What is our approach to Science?

The National Curriculum provides a structure and skill development for the Science curriculum to be taught throughout the school, which is linked to theme topics where possible. This provides a scheme of work which is creative, reflecting a balanced programme of study. Scientific skills are developed and nurtured through the five types of enquiry: observation over time, comparative and fair testing, identifying and classifying, pattern seeking and research. Children work scientifically to test their own hypotheses and learn practical science skills such as measuring, testing and recording. 

In Early Years, Science is taught through the children learning about the world around them through play.

In KS1 and KS2, we have a 2 year rolling programme, which are carefully scheduled so that children build on what has been taught before helping to develop the children’s knowledge and understanding on a deeper level. At Forest View, we provide experiences to learn outside of the classroom.
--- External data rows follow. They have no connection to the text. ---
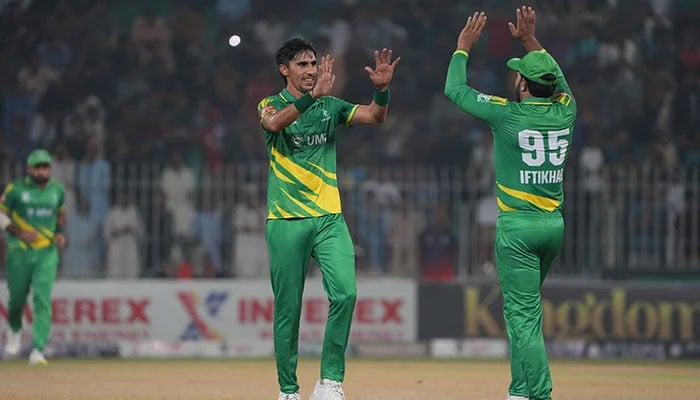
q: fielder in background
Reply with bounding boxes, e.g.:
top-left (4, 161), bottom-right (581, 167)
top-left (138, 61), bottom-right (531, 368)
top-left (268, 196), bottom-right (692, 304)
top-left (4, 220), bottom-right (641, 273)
top-left (0, 149), bottom-right (66, 365)
top-left (258, 38), bottom-right (400, 400)
top-left (445, 6), bottom-right (576, 400)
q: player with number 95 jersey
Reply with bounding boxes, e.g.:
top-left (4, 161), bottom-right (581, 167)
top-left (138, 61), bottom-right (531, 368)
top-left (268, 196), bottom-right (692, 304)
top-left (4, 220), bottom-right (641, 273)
top-left (445, 6), bottom-right (576, 400)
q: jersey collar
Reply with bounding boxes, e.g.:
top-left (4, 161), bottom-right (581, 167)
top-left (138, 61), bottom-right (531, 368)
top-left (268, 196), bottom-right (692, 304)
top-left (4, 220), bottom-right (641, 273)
top-left (24, 175), bottom-right (36, 188)
top-left (520, 97), bottom-right (552, 106)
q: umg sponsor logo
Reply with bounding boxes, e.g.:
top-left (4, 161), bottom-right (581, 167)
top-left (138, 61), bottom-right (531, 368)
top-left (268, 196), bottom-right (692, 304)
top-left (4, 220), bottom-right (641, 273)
top-left (291, 133), bottom-right (328, 149)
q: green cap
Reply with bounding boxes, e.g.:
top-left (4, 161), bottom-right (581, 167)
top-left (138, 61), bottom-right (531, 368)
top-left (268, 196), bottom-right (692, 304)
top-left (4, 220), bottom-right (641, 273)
top-left (506, 51), bottom-right (558, 85)
top-left (27, 149), bottom-right (51, 167)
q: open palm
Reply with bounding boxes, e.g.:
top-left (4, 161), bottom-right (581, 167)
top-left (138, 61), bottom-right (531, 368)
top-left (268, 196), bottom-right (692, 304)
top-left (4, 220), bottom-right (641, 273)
top-left (365, 49), bottom-right (401, 90)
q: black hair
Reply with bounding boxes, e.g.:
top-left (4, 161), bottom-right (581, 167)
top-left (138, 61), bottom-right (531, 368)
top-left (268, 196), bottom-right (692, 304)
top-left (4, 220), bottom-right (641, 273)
top-left (275, 37), bottom-right (316, 85)
top-left (523, 74), bottom-right (557, 99)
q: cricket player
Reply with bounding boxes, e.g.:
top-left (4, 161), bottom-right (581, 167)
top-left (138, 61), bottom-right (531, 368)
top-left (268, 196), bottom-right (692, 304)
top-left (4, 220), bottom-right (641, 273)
top-left (0, 149), bottom-right (66, 365)
top-left (445, 6), bottom-right (576, 400)
top-left (258, 38), bottom-right (400, 400)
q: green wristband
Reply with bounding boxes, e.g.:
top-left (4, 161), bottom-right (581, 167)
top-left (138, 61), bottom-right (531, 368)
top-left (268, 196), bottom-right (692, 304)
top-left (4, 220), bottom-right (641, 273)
top-left (293, 92), bottom-right (316, 114)
top-left (372, 88), bottom-right (391, 107)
This is through opportunities such as, educational visits, a range of wildlife organisations visiting the school to provide hands-on experiences and Forest Schools.

What does our approach to Science look like in the classroom?
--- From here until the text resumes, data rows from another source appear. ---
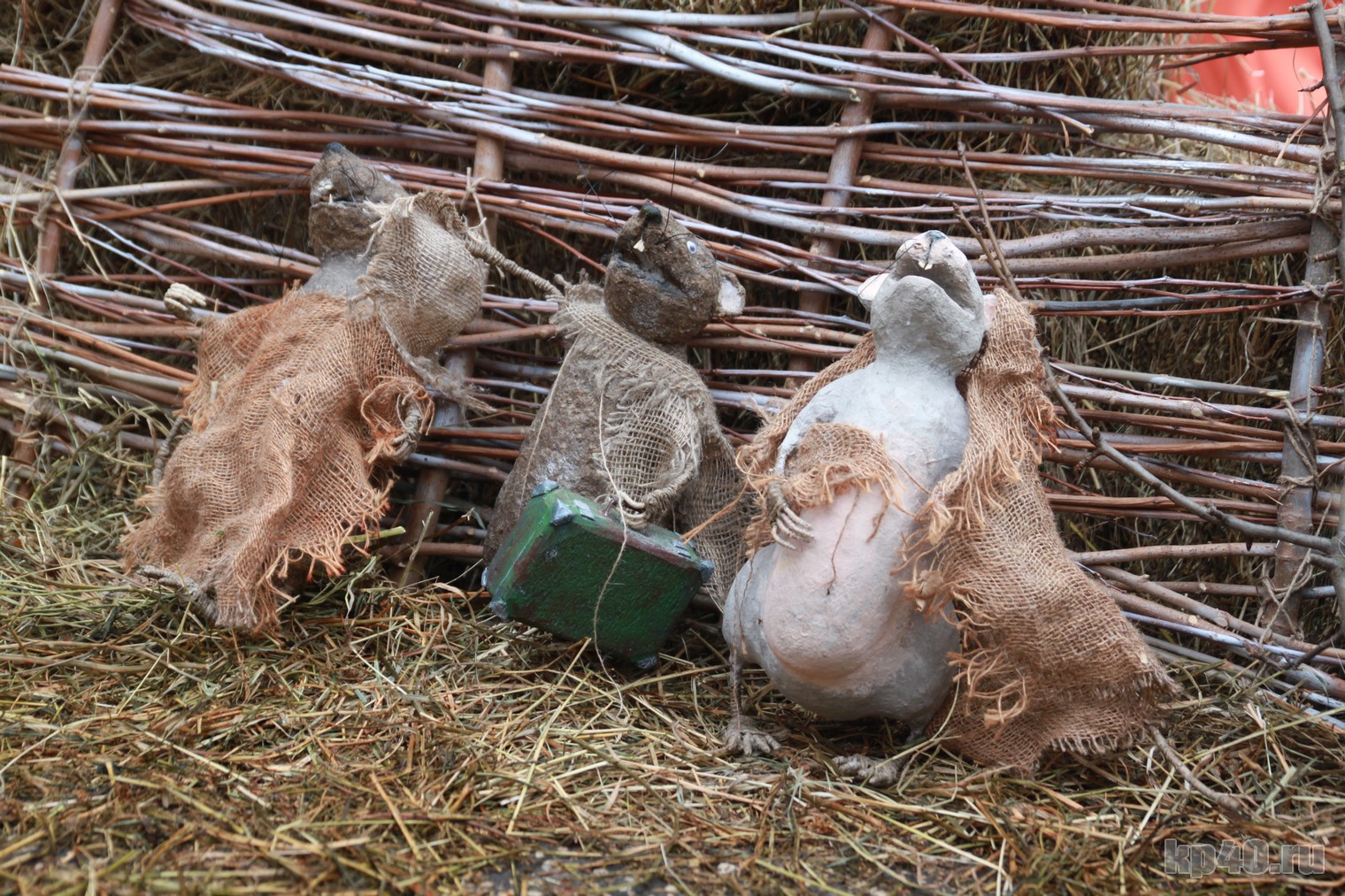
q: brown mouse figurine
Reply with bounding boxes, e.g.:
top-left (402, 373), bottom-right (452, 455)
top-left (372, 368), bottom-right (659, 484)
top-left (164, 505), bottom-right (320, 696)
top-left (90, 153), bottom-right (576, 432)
top-left (486, 204), bottom-right (747, 604)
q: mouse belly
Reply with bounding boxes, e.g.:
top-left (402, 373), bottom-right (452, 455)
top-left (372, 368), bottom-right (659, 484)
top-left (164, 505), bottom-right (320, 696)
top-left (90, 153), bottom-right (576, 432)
top-left (724, 491), bottom-right (960, 729)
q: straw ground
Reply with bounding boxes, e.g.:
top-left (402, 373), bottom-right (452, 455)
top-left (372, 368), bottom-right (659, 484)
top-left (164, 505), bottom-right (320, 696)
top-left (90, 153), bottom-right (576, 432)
top-left (0, 437), bottom-right (1345, 893)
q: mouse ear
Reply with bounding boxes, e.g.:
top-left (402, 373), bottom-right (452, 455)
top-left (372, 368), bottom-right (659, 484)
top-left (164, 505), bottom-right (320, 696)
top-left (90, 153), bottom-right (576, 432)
top-left (858, 272), bottom-right (892, 313)
top-left (714, 268), bottom-right (748, 318)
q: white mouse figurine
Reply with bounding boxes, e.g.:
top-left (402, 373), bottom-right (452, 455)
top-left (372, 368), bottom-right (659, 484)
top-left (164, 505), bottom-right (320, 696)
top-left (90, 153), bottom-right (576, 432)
top-left (724, 232), bottom-right (986, 783)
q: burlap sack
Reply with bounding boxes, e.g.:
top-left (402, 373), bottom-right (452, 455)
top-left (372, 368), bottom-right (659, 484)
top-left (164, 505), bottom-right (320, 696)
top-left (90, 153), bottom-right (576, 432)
top-left (738, 294), bottom-right (1175, 770)
top-left (122, 188), bottom-right (484, 630)
top-left (551, 295), bottom-right (748, 605)
top-left (121, 292), bottom-right (433, 630)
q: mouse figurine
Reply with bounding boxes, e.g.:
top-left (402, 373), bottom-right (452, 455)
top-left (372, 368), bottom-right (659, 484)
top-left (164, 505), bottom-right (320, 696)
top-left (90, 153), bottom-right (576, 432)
top-left (486, 204), bottom-right (748, 604)
top-left (122, 144), bottom-right (484, 631)
top-left (724, 232), bottom-right (986, 780)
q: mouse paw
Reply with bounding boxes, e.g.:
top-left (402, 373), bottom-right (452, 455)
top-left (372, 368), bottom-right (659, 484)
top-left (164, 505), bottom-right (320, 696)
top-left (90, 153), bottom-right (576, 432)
top-left (164, 282), bottom-right (210, 325)
top-left (134, 566), bottom-right (215, 620)
top-left (835, 754), bottom-right (906, 787)
top-left (719, 716), bottom-right (780, 756)
top-left (616, 490), bottom-right (649, 529)
top-left (765, 482), bottom-right (812, 550)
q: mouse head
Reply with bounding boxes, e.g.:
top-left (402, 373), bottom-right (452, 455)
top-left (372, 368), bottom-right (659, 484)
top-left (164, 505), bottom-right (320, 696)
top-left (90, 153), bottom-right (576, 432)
top-left (603, 204), bottom-right (744, 344)
top-left (308, 142), bottom-right (406, 258)
top-left (859, 230), bottom-right (986, 372)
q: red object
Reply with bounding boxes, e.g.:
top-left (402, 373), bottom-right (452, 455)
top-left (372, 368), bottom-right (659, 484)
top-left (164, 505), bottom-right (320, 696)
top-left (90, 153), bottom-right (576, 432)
top-left (1174, 0), bottom-right (1334, 116)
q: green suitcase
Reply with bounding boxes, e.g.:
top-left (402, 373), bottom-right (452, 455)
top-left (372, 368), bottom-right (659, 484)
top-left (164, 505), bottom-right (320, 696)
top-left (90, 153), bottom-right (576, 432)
top-left (484, 480), bottom-right (714, 669)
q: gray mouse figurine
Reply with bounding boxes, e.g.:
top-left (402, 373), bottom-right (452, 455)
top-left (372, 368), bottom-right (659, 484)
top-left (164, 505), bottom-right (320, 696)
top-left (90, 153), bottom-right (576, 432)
top-left (486, 204), bottom-right (748, 604)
  • In Early Years, scientific exploration is an integral part of the curriculum; links are made to other subjects so children can start to develop and apply their scientific skills.
  • Children are introduced to a wide range of vocabulary and are encouraged to use this beyond Science lessons.
  • Children are taught the concepts and procedures needed to work scientifically.
  • Children are encouraged to raise scientific questions, plan, prepare and execute their own investigations.
  • Lessons are often enquiry based, to encourage children to be curious and use their existing knowledge to solve problems.
  • Lessons are appropriately sequenced for children to develop their scientific knowledge and skills.
  • Pupils are provided with a range of activities including learning beyond the classroom.
  • Real-life experiences are developed through trips and visitors.
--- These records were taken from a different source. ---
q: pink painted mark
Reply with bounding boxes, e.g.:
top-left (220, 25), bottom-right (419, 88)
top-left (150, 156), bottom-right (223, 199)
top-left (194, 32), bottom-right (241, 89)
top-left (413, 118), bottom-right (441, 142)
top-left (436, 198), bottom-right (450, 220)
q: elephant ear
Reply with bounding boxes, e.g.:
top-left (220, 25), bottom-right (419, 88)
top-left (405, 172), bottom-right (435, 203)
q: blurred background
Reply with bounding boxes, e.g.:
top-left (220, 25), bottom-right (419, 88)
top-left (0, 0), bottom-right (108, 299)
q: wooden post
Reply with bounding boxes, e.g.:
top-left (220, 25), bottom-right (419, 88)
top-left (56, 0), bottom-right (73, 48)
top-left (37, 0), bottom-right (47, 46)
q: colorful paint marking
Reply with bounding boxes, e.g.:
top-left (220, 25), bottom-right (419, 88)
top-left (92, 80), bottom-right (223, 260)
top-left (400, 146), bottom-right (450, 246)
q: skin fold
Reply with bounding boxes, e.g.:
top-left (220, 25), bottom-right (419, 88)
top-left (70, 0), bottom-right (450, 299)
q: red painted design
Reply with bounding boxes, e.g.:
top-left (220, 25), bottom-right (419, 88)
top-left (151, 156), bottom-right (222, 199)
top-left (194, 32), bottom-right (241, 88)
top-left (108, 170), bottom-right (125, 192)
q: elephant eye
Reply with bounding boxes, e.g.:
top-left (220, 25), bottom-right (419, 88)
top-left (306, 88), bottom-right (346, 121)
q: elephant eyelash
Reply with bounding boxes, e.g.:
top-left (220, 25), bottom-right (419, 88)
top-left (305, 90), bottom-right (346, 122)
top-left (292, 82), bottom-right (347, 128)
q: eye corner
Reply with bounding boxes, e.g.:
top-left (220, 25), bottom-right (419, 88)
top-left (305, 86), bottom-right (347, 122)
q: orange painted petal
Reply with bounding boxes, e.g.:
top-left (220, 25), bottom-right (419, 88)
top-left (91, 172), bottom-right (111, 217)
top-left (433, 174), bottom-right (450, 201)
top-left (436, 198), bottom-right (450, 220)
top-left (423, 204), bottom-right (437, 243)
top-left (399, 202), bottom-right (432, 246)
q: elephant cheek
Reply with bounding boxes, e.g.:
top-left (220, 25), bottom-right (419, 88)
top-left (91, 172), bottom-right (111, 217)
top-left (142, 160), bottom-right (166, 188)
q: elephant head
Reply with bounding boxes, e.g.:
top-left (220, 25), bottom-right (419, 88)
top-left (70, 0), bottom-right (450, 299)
How do we measure success in Science?

  • Books and Seesaw show progress and independent work.
  • Pupil voice and children’s reflections on science teaching are also important indicators of progress.
  • Children will have increased confidence in using scientific language.
  • Staff voice and feedback ensures confidence in delivering lessons as well as support being given when needed.
  • Science learning walks ensure fidelity with the model.
  • Planning scrutiny and lesson observations to provide teachers with important feedback.